We quickly started investigating the cause and came up with a plan to get our
services back online. Upon initial investigation our VM was unresposive and our
immediate remediation was to force reboot it. This resolved the outage and got
our services back online.
The following services were impacted:
Outage duration:
- Offline:
2024-05-27
at11:02 AM EST
- Online:
2024-05-27
at12:58 PM EST
- Total duration: 1 hour and 56 minutes
Once services were back online we started investigating the root cause. After
looking at our resource monitoring and logs we discovered an underlying issue
with tuns
(our instance of sish
).
Root Cause #
The root cause was our VM ran out of memory, here's the summary:
- We provide a
tuns
console so user's can view requests that are made to their tunnels (request inspection) - That service requires request and response payloads to be loaded into memory
- Usage of
tuns
spiked yesterday and caused our VM to run out of memory - VM became unresponsive
Prevention #
sish
has a setting --service-console-max-content-length
that let's us decide
when to show the request/response payload to a user (reading it into memory).
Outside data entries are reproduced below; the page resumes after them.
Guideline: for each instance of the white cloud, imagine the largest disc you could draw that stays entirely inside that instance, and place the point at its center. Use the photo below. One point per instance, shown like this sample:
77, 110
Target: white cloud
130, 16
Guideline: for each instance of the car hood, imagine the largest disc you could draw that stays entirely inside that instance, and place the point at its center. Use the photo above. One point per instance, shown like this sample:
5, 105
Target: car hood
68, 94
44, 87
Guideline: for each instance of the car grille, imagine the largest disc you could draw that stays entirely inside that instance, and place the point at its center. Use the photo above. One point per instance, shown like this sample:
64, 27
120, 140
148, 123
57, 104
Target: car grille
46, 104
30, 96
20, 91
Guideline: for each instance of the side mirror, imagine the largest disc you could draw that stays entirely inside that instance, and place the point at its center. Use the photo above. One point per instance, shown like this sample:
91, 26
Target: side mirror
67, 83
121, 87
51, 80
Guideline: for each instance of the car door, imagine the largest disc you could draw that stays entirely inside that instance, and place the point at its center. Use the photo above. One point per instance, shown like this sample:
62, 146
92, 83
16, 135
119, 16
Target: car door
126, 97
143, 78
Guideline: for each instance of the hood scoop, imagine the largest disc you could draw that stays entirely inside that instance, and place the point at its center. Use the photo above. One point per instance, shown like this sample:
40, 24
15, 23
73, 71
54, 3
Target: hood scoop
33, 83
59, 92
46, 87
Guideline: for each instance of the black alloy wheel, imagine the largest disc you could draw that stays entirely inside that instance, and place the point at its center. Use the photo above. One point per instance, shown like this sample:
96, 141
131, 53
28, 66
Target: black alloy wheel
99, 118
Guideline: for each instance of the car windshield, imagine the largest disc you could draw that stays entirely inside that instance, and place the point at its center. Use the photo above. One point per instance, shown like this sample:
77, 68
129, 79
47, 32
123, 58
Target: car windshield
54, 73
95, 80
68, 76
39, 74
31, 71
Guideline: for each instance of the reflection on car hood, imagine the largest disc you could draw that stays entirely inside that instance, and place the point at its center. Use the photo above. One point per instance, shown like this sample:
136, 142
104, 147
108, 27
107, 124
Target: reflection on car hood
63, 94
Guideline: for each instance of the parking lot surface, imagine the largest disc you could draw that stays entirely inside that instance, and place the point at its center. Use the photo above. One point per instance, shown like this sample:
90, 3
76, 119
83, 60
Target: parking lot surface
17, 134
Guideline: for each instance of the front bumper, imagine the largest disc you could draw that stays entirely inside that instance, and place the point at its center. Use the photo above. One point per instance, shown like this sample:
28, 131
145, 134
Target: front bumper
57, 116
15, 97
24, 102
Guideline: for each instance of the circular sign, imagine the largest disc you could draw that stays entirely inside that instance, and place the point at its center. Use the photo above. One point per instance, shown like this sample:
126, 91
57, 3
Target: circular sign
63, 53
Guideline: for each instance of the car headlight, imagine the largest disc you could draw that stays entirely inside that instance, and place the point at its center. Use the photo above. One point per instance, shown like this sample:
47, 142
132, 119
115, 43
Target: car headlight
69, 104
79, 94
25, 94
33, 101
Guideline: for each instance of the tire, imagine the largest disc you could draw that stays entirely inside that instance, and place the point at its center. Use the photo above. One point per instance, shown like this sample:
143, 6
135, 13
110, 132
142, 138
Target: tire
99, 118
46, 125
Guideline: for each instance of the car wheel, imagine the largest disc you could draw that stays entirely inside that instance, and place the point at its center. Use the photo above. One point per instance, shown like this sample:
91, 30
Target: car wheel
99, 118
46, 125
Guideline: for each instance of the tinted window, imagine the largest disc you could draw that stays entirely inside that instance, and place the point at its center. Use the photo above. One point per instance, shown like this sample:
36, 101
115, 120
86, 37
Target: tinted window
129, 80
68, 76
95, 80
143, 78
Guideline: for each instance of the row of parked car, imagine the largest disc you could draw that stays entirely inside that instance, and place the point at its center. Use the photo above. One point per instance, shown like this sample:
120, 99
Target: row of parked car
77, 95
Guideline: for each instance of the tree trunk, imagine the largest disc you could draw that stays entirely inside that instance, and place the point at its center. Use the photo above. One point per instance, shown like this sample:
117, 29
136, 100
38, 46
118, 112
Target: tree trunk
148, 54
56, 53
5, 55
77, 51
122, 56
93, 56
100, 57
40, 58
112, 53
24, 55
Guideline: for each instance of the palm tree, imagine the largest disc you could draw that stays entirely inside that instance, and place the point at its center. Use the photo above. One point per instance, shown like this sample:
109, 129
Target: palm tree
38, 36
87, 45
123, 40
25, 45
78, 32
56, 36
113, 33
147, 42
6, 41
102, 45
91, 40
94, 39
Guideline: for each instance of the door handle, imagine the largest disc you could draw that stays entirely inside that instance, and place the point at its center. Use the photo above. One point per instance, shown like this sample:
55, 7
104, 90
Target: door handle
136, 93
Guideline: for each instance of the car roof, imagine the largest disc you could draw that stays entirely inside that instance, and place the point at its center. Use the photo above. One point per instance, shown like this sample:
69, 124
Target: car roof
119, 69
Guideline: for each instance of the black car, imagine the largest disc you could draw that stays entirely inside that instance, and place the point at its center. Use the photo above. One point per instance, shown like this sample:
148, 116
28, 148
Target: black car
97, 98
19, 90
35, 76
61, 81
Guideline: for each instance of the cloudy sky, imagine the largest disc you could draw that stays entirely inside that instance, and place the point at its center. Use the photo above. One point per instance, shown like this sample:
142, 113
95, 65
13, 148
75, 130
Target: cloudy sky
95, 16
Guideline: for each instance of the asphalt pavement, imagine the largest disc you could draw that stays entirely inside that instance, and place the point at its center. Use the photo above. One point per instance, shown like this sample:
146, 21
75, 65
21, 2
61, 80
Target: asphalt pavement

We
are setting this to something within the confines of our VM's memory limits. We
then stress tested this change to confirm it will prevent the root cause from
happening again.
Monitoring #
We have an IRC channel (#pico.sh-ops
) to receive alerts from our monitoring
systems. We use prometheus for all of our services and we did receive alerts
about the service outage. Unfortunately for us, we did not get pinged on our
phones because we were no longer connected to IRC (through our bouncer).
We already have a bot that connects to our bouncer in order to send us emails for important messages, so we are going to extend this bot to send email alerts when it cannot connect successfully to our bouncer.
Conclusion #
We take service availability and uptime seriously and thank everyone for their patience.